Das Team hat damit erstmals die bereits 1911 vom österreichischen Ökonomen Joseph Schumpeter formulierte These der "Schöpferischen Zerstörung" empirisch nachgewiesen.

Schumpeter analysierte Anfang des 20. Jahrhunderts, wie wirtschaftliche Dynamik entsteht. Als Treiber dieses Prozesses identifizierte er Pionierunternehmer, die stets nach neuen Kombinationsmöglichkeiten für bestehende Güter suchen und diese auch umsetzen. Dadurch würden eingespielte Praktiken verdrängt, was Schumpeter als "Schöpferische Zerstörung" bezeichnete. Innovationen werden demnach schubweise alle paar Jahren auf den Markt gebracht, wodurch sich, ausgehend von den Innovationen, auch die jeweiligen Volkswirtschaften in Schüben weiterentwickeln.

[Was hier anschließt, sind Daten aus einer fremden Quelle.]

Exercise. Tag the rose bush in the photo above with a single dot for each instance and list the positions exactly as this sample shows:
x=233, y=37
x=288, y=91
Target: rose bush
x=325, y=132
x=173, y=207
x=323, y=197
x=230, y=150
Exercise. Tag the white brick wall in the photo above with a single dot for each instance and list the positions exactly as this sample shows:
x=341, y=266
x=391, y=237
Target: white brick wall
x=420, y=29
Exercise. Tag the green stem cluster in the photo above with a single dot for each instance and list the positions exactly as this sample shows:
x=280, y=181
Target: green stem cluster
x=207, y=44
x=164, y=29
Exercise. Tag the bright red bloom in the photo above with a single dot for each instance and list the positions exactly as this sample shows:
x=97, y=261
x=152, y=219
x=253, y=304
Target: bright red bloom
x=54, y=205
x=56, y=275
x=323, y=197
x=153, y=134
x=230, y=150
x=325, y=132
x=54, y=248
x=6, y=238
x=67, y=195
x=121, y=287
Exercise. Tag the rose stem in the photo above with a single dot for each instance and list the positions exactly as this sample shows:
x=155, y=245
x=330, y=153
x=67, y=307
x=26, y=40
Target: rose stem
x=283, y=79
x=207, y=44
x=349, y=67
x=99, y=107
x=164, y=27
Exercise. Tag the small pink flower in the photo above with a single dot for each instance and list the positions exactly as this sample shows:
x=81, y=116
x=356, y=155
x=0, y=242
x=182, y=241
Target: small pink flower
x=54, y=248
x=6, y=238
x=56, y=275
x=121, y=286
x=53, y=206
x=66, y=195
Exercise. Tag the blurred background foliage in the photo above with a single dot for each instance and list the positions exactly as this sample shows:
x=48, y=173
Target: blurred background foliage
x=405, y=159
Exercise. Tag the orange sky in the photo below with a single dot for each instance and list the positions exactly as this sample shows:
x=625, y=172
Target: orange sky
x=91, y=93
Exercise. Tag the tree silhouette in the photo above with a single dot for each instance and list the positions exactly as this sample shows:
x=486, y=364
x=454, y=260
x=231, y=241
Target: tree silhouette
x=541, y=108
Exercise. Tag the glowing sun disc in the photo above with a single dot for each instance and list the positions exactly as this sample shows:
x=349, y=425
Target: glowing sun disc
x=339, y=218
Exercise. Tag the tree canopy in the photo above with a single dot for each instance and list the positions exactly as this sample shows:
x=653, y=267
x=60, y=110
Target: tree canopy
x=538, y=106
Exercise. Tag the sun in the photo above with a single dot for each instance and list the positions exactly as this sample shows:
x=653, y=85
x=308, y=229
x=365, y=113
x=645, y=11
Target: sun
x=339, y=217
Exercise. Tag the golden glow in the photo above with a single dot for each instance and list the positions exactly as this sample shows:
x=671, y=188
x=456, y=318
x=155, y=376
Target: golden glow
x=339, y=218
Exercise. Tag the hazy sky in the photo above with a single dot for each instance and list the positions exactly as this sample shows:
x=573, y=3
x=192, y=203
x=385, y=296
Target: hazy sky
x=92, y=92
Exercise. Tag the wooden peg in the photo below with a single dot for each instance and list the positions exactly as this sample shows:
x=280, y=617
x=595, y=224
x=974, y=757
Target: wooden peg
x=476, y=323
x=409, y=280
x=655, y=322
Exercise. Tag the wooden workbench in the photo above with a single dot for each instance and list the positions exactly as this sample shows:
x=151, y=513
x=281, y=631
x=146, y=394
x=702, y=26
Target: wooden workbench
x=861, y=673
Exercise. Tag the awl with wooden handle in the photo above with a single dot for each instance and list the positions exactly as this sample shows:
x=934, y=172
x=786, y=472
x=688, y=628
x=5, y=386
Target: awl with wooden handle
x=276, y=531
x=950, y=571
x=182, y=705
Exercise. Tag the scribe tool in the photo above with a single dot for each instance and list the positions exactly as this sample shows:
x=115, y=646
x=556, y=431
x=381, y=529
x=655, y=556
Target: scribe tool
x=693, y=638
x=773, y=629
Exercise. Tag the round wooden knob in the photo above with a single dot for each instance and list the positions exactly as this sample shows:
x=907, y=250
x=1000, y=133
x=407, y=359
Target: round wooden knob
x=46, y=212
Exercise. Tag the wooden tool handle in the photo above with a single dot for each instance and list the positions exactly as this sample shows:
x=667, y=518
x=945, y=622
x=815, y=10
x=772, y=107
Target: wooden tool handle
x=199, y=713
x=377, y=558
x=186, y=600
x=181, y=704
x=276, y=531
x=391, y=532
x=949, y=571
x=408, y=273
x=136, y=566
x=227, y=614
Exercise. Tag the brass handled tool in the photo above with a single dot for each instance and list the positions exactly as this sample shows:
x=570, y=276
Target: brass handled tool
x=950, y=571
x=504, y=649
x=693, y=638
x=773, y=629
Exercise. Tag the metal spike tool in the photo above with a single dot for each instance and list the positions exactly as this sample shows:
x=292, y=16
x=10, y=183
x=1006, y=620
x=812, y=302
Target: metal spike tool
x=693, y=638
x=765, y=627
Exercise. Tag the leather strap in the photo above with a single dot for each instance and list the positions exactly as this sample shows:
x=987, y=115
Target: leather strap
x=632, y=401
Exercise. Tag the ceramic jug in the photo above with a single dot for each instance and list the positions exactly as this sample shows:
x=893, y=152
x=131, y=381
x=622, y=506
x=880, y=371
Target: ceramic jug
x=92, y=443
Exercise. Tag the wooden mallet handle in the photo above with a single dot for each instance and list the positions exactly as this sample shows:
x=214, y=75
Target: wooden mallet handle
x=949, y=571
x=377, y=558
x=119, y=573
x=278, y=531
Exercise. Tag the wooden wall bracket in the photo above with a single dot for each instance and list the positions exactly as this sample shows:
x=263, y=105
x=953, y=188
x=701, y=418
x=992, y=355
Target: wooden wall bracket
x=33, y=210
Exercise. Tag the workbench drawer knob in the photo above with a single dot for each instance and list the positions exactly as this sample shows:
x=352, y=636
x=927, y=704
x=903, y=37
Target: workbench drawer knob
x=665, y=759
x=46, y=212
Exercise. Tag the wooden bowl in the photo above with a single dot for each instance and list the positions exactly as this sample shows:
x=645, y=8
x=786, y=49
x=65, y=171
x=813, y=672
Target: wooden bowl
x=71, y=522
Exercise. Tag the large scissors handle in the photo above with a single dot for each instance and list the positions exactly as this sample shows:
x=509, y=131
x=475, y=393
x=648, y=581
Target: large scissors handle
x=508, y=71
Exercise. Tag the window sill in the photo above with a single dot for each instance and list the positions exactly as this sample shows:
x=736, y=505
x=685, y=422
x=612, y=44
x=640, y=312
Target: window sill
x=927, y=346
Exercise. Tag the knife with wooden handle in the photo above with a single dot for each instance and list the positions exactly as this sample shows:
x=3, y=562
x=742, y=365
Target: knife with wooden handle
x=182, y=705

Zuvor waren manche Ökonomen davon ausgegangen, dass Volkswirtschaften sich langfristig auf einem ähnlichen Wohlstandsniveau einpendeln sollten. Klimek zufolge gibt es dieses Gleichgewicht aber nicht.

Die Schere klafft weiter auf
Um länderübergreifende Regelmäßigkeiten in den Produktzyklen zu identifizieren, haben er und seine Kollegen auch untersucht, welche Erzeugnisse andere verdrängen. So hätten elektrische und pharmazeutische Produkte in entwickelten Ländern den Platz von Nahrungsmitteln und Kleidung eingenommen. "Das liegt daran, dass die Herstellung eines Medikaments mehr Voraussetzungen und Fähigkeiten benötigt als die Herstellung eines Kleidungsstücks. Sind die Produktionsmittel aber einmal vorhanden, dann sind komplexe Produkte ökonomisch wirtschaftlich erfolgreicher", so Klimek.

Der Prozess der "Schöpferischen Zerstörung" zeigte sich in den Simulationen in den 1990er Jahren am stärksten in Osteuropa und Lateinamerika. In den afrikanischen Ländern südlich der Sahara waren die Effekte hingegen kaum auffindbar.

"Wir wollen damit erklären, warum es seit einem halben Jahrtausend das wirtschaftliche Nord-Süd-Gefälle gibt und warum die Schere zwischen den Volkswirtschaften auseinandergeht, anstatt sich zu verkleinern", sagt Klimek. Die Erkenntnisse sollen Entscheidungsträgern neue Informationen liefern, wie sie die wirtschaftliche Produktivität eines Landes erhöht werden können.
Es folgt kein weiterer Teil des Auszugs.